My libertarianism came from myself. I think.
Meaning, I was exposed to hard right stuff as a kid, socon parents, listening to Rush every day, loathing Bill Clinton. But, I was also exposed to the general culture at large, and found the social tolerance promoted there more appealing.
While I can't help what I was exposed to, I think what sticks and what doesn't is a matter of personal proclivity -- the disdain for Clinton's lawlessness, warmongering, and police state antics was what I got from my conservative upbringing; I got a disdain for racism, homophobia, etc. from my liberal culture and education.

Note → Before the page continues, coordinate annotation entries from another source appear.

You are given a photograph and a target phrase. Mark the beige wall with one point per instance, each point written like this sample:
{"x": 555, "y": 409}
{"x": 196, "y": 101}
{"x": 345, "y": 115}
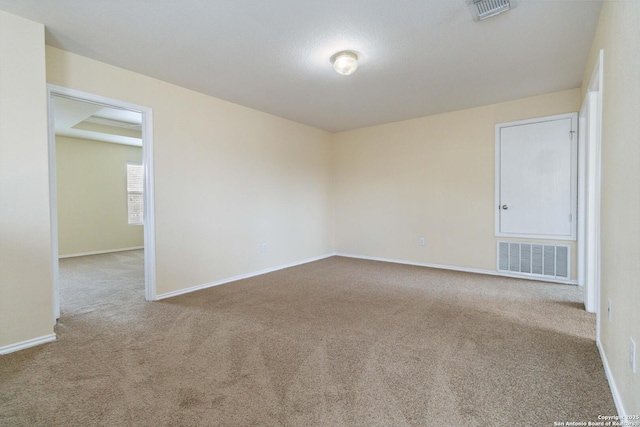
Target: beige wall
{"x": 431, "y": 177}
{"x": 618, "y": 34}
{"x": 92, "y": 196}
{"x": 26, "y": 310}
{"x": 227, "y": 178}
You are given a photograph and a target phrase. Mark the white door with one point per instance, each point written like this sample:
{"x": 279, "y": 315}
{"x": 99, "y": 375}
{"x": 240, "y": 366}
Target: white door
{"x": 537, "y": 178}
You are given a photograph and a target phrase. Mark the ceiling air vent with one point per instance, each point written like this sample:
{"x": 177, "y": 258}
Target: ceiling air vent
{"x": 484, "y": 9}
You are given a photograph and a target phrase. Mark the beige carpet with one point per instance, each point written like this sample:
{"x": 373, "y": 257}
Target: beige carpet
{"x": 331, "y": 343}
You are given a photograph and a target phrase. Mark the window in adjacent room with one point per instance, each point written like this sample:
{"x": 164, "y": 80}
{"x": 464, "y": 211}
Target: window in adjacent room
{"x": 135, "y": 193}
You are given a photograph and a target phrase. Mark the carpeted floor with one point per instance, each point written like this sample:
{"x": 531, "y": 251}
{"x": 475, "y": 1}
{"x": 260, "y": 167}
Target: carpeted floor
{"x": 331, "y": 343}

Richard Garriott helped a bit, in exploring in a pretty novel and immersive way (for the time) how a person who values Virtue can still oppose the coercive promotion of Virtue (and how coercion tends to end up making a mockery of the Virtue it sought to promote).
I came mostly from the left. My parents were hardcore conservatives. My mom is an extreme religious conservative while my dad cared more about economics than social conservatism. I rebelled in college and started reading about communist stuff. That phase ended as soon as I read Emma Goldman's interview with Lenin, where he denounced free speech as a "bourgeois value." I moved on to anarchism and left-libertarianism, where I read a lot of Bakunin, Proudhon and Goldman. Finally I read The Ego and It's Own by my namesake, which converted me to Individualist Anarchism and egoism, where I read Benjamin Tucker. Finally I read Rothbard which mostly changed my views on property. Now I'm pretty much an Anarcho-capitalist.